The UK is finally seeing some sunshine after months, and at this time of year, most of us cannot be bothered cooking big dishes and resort to quick meals like potato salad. I love potato salad as it is creamy and filling, but I actually used to really dislike this dish, as it can often be really greasy, as most people make it with mayonnaise
I never really understood why you would put mayonnaise in a salad, as although it tastes great on sandwiches, it is mostly oil and fat, which feels really heavy on potatoes. However, after a little experimenting, I have discovered that you do not need any mayonnaise; Greek yoghurt tastes just as good and savoury. Greek yoghurt might sound odd as a dressing, but it can completely transform the taste and texture of a potato salad, and it's now become one of my favourite lunches because it's so savoury.
Why should you use Greek yoghurt to make potato salad?
Greek yoghurt has the same thick texture as mayonnaise, but contains protein and significantly less fat, so you are not overloading the dish with unnecessary calories.
However, beyond its health benefits, Greek yoghurt has a much fresher taste and can help sharpen the flavour of any herbs you use in your dressing, making it more flavourful.
I prefer Greek yoghurt as it is simply less oily than Mayonnaise, which tends to give potato salad a horrible slimy texture, especially when it is hot outside
It is a simple swap, but it has made potato salad a much more enjoyable dish, and it has left me genuinely amazed by how tasty it is, as I now make it for lunch all the time.
How to make potato salad taste even better
You will need:
- 1kg of baby potatoes
- 300ml of Greek yoghurt
- 20ml of extra virgin olive oil
- Three tablespoons of spring onion
- Fresh chives
- Three teaspoons of balsamic vinegar
- Two teaspoons of Dijon mustard
- A tablespoon of leftover water from the boiled potatoes
- Salt and pepper
Some people prefer to steam the potatoes, but I prefer to boil them as the starch will release into the water and can give your salad dressing a silkier texture.
A little bit of starchy water makes the salad dressing really smooth, but be careful about how much you add otherwise you risk making it really runny.
Method:
To begin, I washed the potatoes and then placed them in a pot of cold water.
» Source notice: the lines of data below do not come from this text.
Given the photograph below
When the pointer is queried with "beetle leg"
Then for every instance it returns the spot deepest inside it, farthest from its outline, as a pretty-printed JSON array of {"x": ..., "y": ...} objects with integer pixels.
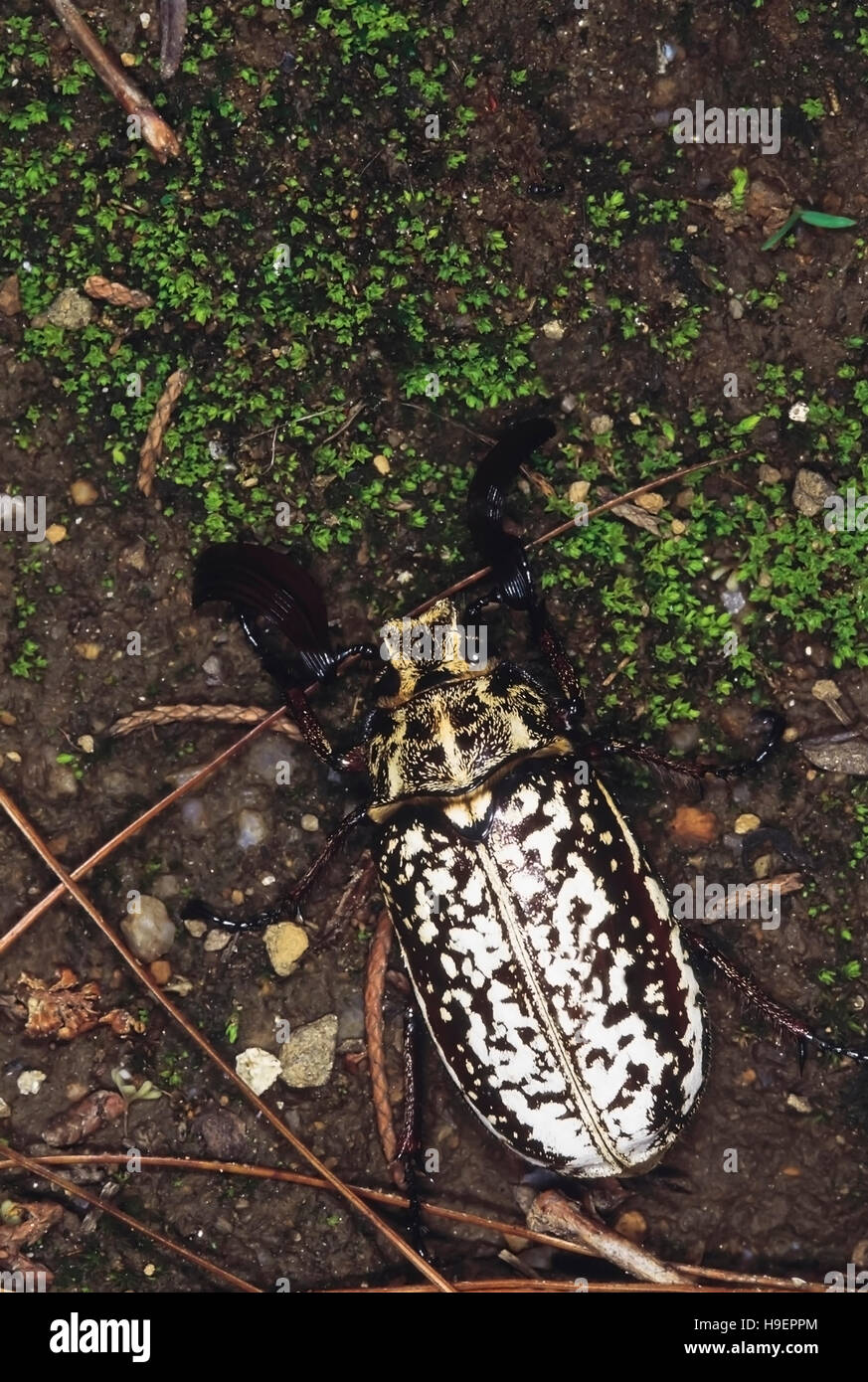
[
  {"x": 506, "y": 553},
  {"x": 298, "y": 705},
  {"x": 259, "y": 581},
  {"x": 197, "y": 910},
  {"x": 687, "y": 766},
  {"x": 410, "y": 1146},
  {"x": 779, "y": 1016}
]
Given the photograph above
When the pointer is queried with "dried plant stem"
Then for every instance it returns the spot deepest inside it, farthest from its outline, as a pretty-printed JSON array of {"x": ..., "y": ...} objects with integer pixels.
[
  {"x": 15, "y": 932},
  {"x": 38, "y": 1168},
  {"x": 195, "y": 1035},
  {"x": 552, "y": 1211},
  {"x": 153, "y": 128},
  {"x": 152, "y": 443},
  {"x": 116, "y": 294}
]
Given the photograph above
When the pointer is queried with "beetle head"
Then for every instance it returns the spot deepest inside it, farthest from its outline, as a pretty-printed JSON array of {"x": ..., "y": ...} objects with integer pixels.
[{"x": 429, "y": 649}]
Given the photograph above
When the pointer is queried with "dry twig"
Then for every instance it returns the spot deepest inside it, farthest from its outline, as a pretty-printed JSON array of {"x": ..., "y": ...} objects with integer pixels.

Then, I simply boiled the potatoes for 10 to 15 minutes until completely soft, then drained them.
Next, I left the potatoes to cool slightly for two minutes, then cut them in half. At this point, the potatoes will be incredibly tender, and you can cut them with a fork or spoon.
In a large bowl, I then mixed together the dressing. I added the Greek yoghurt, Dijon mustard, balsamic vinegar and olive oil.
I stirred everything together until smooth, and then added a tablespoon of the leftover water from the pot.
I then spent a minute chopping up some of the chives and spring onions and added them to the bowl.
Once the potatoes had cooled down, I added them to the mixing bowl and gently tossed them in the dressing until everything was combined.
Then, all I did was place my potato salad on a plate, season generously with salt and pepper, and my low-effort lunch was done.
It is one of the tastiest yet hearty meals you can make without spending ages cooking, which makes Greek yoghurt such a useful ingredient to keep in the fridge throughout spring and summer.